Henry Fitzhugh (January 15, 1706 – December 6, 1742) was an American planter and soldier who served two terms in the House of Burgesses representing then-vast Stafford County and was an unsuccessful candidate for Speaker.

==Early and family life==

Coat of arms of William Fitzhugh

The only son of William Fitzhugh of "Eagles' Nest" was born in what was then Stafford County (but became King George County, Virginia) and was a member of the First Families of Virginia. His grandfather, William Fitzhugh had acquired large estates in Virginia, operated them using indentured and enslaved labor, then divided them among his five sons. Young Henry was sent to England to be educated at Christ Church, Oxford University.

After returning to the Virginia colony, this Henry Fitzhugh married Lucy Carter (1715-1763), daughter of "King Carter" of Corotoman plantation and the largest landowner in Virginia of his day, and second wife Elizabeth "Betty" Landon. Henry and Lucy Fitzhugh were the parents of William Fitzhugh and other children.

==Career==

Like other members of his family, Henry Fitzhugh operated large plantations acquired by his father and by using indentured and enslaved labor.

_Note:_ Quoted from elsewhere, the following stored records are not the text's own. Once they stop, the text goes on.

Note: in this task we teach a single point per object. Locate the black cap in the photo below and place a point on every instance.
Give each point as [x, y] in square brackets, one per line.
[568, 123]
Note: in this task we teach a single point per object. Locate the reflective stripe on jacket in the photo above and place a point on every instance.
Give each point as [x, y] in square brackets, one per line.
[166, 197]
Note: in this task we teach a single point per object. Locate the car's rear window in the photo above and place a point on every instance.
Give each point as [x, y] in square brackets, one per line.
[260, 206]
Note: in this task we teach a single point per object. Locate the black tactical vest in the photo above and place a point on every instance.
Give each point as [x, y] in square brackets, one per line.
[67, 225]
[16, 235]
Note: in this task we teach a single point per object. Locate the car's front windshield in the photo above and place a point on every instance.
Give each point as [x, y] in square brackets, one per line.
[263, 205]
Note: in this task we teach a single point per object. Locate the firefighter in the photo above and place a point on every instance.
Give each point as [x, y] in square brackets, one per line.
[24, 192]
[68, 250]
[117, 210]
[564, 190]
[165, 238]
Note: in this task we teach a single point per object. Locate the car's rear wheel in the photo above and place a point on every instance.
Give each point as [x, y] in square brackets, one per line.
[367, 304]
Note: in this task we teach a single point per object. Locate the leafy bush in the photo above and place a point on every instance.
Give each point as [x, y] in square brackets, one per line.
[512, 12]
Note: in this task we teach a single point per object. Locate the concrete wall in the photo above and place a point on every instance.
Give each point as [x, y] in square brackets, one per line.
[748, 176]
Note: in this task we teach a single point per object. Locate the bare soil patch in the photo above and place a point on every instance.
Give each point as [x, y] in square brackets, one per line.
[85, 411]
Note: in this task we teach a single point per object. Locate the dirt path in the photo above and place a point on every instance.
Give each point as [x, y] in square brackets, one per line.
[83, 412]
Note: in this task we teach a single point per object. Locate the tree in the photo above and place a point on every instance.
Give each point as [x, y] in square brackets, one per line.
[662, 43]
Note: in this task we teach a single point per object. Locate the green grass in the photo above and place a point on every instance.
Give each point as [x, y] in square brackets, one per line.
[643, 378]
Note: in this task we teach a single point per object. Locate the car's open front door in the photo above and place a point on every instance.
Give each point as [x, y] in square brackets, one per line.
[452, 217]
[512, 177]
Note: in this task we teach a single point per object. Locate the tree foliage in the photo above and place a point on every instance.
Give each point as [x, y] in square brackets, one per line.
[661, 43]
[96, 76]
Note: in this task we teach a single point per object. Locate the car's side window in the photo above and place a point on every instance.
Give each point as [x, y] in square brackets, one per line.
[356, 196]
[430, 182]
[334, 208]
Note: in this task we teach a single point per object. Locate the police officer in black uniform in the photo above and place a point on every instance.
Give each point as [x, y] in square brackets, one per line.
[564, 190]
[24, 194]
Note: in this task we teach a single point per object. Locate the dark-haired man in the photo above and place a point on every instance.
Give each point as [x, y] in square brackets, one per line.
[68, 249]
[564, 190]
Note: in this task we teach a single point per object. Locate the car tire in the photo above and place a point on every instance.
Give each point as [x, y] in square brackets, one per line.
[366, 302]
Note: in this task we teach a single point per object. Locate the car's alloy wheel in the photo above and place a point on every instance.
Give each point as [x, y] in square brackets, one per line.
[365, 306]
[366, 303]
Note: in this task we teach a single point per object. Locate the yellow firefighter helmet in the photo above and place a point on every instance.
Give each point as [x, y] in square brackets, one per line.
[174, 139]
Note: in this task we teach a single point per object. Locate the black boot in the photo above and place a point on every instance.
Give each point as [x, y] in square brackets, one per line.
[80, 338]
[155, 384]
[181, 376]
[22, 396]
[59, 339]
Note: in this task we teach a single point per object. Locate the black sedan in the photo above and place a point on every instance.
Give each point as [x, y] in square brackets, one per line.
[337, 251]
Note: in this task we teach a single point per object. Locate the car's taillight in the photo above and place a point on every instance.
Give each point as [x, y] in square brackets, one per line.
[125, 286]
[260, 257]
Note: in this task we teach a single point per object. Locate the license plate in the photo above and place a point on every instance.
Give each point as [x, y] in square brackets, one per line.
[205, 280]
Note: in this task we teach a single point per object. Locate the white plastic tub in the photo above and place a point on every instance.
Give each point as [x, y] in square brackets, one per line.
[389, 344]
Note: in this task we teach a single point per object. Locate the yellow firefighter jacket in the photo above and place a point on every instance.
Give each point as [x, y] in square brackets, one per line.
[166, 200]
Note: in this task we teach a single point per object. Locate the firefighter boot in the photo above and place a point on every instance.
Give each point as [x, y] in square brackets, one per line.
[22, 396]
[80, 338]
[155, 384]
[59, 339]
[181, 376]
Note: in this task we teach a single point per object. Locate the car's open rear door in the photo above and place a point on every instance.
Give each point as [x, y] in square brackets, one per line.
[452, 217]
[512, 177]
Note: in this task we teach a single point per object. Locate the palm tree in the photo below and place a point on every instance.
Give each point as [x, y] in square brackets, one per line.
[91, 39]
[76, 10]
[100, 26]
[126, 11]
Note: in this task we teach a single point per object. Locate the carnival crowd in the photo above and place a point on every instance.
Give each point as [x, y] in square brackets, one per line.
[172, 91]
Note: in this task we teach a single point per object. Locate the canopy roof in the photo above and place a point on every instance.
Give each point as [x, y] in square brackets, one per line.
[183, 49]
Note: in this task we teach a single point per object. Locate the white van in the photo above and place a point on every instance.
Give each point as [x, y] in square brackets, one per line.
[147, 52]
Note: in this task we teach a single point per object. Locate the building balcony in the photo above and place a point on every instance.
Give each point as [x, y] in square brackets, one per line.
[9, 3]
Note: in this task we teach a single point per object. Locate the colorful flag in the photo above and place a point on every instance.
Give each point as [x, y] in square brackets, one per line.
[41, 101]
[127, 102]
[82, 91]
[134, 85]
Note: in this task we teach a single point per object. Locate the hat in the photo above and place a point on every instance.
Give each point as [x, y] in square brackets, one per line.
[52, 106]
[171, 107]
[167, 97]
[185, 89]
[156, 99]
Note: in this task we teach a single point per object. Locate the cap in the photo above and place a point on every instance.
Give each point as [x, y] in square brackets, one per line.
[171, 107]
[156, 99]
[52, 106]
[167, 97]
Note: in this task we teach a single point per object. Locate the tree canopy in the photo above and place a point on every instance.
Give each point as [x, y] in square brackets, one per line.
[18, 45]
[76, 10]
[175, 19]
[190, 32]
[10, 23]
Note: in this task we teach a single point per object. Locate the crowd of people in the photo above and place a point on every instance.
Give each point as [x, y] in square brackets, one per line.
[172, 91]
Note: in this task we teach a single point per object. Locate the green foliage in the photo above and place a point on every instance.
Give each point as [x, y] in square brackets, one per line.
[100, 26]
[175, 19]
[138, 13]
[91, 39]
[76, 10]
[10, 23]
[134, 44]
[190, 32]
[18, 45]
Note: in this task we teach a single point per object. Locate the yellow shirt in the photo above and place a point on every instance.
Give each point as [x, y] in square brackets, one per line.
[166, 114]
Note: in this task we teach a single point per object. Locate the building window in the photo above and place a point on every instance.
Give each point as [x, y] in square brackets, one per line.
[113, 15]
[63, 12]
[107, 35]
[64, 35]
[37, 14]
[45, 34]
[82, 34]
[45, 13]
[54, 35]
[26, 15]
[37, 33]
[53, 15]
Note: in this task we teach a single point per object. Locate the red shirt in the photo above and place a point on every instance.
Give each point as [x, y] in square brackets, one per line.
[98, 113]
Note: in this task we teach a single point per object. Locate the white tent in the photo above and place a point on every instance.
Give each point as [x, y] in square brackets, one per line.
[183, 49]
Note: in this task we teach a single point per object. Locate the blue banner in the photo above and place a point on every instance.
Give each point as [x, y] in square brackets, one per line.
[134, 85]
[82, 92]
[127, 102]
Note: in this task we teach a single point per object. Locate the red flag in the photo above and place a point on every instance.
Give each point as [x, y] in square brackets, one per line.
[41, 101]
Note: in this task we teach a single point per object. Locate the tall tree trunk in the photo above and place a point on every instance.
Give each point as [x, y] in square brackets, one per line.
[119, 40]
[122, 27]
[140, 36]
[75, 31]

When Stafford County reorganized and King George County, Virginia was created, most would be in King George County, Virginia.

Stafford County voters elected Fitzhugh as one of their representatives in the House of Burgesses in 1736, and he won re-election in 1742, although he died during that legislative term. He succeeded his cousin Major John Fitzhugh, who died in 1733, and served alongside fellow planter John Peyton. Planter John Hedgman succeeded to the seat following Fitzhugh's death. Henry Fitzhugh also served as lieutenant colonel of the Stafford County militia and unsuccessfully campaigned to become speaker of the House of Burgesses.